PARIS: Christo, le maître de l'empaquetage, voulait qu'on considère ses oeuvres comme « l'expression d'une liberté totale, irrationnelle, exempte de toute justification ». Avant l'Arc de Triomphe, l'artiste et sa femme Jeanne-Claude ont sublimé d'autres monuments naturels ou culturels. En voici cinq exemples.
« Wrapped coast » à Sydney (1969)
Le couple choisit la côte de « Little Bay », une falaise sur 2,5 kilomètres au sud de Sydney balayée par l'océan Pacifique. C'est la première fois qu'ils s'attaquent à un espace naturel.
Ils sélectionnent un tissu synthétique épais et blanc, utilisé par les agriculteurs, capable de résister aux vagues et à l'eau de mer salée. Christo pilote la mise en place de son installation titanesque nécessitant quelque 93.000 m2 de tissu, 56 kilomètres de corde, quinze alpinistes et une centaine d'artistes et architectes.
Inauguré le 28 octobre 1969, l'empaquetage dure dix semaines. « L'urgence d'être vu est d'autant plus grande que demain tout aura disparu ... Personne ne peut acheter ces oeuvres, personne ne peut les posséder, personne ne peut les commercialiser, personne ne peut vendre des billets pour les voir ... Notre travail parle de liberté », affirme Christo.
Musée d'art moderne à Chicago (1969)
En 1969, Christo jette son dévolu sur le Musée d'art moderne de Chicago: il est séduit par sa structure-emballage en forme de boîte à chaussures. C'est sa première oeuvre américaine.
En 1967, Christo s'était déjà fait la main sur la Kunsthalle de Bern, son premier empaquetage d'un édifice public.
Cette fois, il choisit une bâche kaki pour contraster avec la neige qui recouvre la ville l'hiver.
Alarmés par l'étrange installation, les pompiers exigent que la bâche soit démontée avant de finalement accepter qu'elle reste.
L'empaquetage du Pont-Neuf (1985)
En 1975, Christo se lance dans le projet de transfigurer le Pont Neuf, « berceau de la capitale et grand sujet de l'histoire de l'art », explique-t-il. « Empaqueté il passe du statut de sujet d'art à celui d'oeuvre ».
Le maire Jacques Chirac est d'abord réticent mais le couple mène une intense campagne de persuasion pendant dix ans.
Quarante mille mètres carrés de toile sont tissés en Allemagne et piqués à Armentières dans le Nord. Plongeurs, cordistes, alpinistes: 400 personnes collaborent pour tendre 11 kilomètres de corde sous l'oeil médusé des Parisiens.
« Je veux offrir un autre regard et d'autres habitudes au public, accoutumé à un espace immuable depuis des siècles », lance Christo. « Il s'agit de redécouvrir l'architecture du pont en soulignant les reliefs(...) provoquer un impact conceptuel et sensoriel nouveau ».
Le Pont Neuf reste emballé 15 jours.
L'empaquetage du Reichstag, Berlin (1995)

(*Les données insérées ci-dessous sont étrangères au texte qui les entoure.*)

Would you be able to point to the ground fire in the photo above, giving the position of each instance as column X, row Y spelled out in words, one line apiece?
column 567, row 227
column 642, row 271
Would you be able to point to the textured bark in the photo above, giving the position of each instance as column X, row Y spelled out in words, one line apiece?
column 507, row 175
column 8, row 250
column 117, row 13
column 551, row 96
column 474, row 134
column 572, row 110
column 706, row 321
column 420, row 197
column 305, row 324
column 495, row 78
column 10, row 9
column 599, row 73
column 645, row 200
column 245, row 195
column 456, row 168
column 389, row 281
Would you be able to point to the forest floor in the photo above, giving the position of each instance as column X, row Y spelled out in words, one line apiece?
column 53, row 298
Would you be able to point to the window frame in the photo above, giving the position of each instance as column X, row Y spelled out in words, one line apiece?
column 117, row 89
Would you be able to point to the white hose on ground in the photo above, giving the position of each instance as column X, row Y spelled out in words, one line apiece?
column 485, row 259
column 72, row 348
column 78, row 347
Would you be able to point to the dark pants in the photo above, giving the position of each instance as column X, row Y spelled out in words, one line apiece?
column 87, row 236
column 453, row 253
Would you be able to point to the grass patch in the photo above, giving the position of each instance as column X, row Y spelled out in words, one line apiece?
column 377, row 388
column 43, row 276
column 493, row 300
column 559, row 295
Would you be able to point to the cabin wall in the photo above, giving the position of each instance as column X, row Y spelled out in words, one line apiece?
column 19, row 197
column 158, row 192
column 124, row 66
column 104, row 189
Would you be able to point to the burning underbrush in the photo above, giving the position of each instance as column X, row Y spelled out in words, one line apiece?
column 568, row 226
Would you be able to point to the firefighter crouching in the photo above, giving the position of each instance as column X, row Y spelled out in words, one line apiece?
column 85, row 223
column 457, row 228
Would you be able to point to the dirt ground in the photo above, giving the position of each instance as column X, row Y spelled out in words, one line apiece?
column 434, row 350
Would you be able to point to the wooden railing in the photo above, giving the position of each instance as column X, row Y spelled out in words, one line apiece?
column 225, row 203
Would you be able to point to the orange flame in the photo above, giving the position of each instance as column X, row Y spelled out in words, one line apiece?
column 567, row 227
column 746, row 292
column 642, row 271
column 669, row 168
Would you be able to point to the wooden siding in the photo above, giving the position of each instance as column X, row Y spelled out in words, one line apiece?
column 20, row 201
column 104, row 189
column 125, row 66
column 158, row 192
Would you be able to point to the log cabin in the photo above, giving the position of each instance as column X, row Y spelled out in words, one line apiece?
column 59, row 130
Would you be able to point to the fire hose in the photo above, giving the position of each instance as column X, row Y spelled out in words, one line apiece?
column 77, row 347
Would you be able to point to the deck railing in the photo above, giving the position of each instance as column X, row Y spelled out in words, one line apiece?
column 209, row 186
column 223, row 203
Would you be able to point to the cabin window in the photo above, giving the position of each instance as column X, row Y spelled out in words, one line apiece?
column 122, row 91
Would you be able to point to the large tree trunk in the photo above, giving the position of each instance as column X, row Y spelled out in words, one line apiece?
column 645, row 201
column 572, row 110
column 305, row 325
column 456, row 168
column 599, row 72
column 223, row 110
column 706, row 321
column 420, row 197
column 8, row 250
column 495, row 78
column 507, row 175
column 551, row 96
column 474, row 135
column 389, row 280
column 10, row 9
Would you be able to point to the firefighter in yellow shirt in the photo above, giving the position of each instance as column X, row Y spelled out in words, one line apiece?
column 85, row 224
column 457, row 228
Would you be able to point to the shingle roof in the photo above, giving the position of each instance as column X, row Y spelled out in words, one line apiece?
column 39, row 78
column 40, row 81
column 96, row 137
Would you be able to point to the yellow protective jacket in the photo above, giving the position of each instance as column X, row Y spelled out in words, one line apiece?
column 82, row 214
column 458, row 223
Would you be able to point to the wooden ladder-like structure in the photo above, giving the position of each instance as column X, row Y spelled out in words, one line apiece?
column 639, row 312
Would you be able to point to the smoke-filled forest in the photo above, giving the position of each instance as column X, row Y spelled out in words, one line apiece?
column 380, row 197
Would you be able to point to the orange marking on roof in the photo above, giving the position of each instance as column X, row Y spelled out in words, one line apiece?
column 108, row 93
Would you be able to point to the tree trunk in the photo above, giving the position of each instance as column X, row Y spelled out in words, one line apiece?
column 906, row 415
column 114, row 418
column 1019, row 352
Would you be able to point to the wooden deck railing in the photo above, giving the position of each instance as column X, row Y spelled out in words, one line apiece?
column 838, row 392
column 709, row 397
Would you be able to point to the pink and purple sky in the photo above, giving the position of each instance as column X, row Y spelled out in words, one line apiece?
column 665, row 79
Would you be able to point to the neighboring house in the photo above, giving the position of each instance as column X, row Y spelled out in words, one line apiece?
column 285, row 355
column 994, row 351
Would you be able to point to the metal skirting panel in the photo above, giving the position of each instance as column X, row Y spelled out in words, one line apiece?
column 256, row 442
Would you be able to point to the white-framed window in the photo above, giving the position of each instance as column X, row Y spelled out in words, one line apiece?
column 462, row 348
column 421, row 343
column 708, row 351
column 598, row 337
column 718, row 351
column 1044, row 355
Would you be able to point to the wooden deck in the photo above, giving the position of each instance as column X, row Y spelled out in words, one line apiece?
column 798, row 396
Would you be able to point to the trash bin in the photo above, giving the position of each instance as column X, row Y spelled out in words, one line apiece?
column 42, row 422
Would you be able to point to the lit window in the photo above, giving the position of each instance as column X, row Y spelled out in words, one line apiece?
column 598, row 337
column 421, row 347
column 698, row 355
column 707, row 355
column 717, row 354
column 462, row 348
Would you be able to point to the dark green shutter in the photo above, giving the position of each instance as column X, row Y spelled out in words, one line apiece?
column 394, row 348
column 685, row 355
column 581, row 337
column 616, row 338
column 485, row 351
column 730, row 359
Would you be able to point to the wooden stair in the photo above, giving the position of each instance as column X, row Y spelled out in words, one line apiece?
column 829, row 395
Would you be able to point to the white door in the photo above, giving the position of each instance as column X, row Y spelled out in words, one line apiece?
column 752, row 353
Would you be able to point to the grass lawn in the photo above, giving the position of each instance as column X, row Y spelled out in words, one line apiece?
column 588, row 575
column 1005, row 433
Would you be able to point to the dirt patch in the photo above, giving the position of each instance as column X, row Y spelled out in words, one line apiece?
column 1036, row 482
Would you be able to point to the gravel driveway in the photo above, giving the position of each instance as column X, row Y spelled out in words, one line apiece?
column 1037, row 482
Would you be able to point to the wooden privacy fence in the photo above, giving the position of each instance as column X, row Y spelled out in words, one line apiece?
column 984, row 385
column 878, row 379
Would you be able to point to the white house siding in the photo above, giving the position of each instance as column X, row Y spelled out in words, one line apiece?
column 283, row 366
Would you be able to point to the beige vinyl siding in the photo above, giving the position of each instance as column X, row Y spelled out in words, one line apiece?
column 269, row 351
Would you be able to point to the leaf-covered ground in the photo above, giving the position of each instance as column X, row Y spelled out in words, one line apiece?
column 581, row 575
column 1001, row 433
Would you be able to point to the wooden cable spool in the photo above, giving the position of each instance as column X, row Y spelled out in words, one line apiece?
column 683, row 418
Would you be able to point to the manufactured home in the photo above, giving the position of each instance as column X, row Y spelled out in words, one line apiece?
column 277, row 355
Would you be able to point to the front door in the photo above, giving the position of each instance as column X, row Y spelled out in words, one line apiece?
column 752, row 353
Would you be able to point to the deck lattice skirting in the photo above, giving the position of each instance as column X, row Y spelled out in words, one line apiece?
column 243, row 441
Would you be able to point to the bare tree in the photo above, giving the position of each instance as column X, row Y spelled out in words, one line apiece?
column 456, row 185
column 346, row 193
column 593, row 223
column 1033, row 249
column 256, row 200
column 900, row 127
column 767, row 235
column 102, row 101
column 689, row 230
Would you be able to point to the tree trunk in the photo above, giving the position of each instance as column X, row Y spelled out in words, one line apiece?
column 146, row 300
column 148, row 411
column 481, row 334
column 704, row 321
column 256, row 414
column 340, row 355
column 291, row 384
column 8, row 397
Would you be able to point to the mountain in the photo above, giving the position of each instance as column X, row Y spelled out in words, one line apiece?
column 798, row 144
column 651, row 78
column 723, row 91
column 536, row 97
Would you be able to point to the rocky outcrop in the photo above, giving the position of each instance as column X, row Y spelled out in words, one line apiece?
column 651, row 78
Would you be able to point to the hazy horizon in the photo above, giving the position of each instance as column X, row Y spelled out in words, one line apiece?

Enveloppé d'un tissu argenté de 100 000 m2, l'empaquetage du parlement allemand n'est réalisé que vingt ans après la première demande d'autorisation de Christo. Rejetée plusieurs fois par Berlin, l'oeuvre n'a pu voir le jour qu'après un vote au parlement en 1994.
L'artiste loue le Reichstag mais également un périmètre de cinq cents mètres autour du bâtiment pour s'assurer qu'aucune entreprise n'utilise l'espace pendant son installation.
« Chaque projet est très biographique », confie-t-il au Centre Pompidou. « Je me suis échappé de Bulgarie pendant la guerre froide. (...) Le Reichstag est le seul espace physique où le bloc soviétique a rencontré l'Ouest, c'est le seul endroit où l'Est et l'Ouest se sont rencontrés à Berlin (...) C'est pour cette raison que j'ai voulu l'empaqueter ».
Visité par des millions de personnes, l'empaquetage est retiré après deux semaines. Berlin aurait souhaité le garder plus longtemps.
« C'était l'une des plus belles choses que j'ai jamais vues », confiait Christo au Guardian.
Les arbres du musée Beyeler à Riehen en Suisse (1997)
Pendant de nombreuses années, Christo et Jeanne-Claude emballent des arbres. En 1997, ils revêtent les 160 arbres du musée Beyeler en Suisse d'un toile transparente de polyester mêlée de fibres argentés. Leur idée est de voiler pour mieux dévoiler. Les arbres sont transformés en objets changeants. Ces apparitions incongrues permettent de rendre visible le vent qui s'engouffre dans le tissu.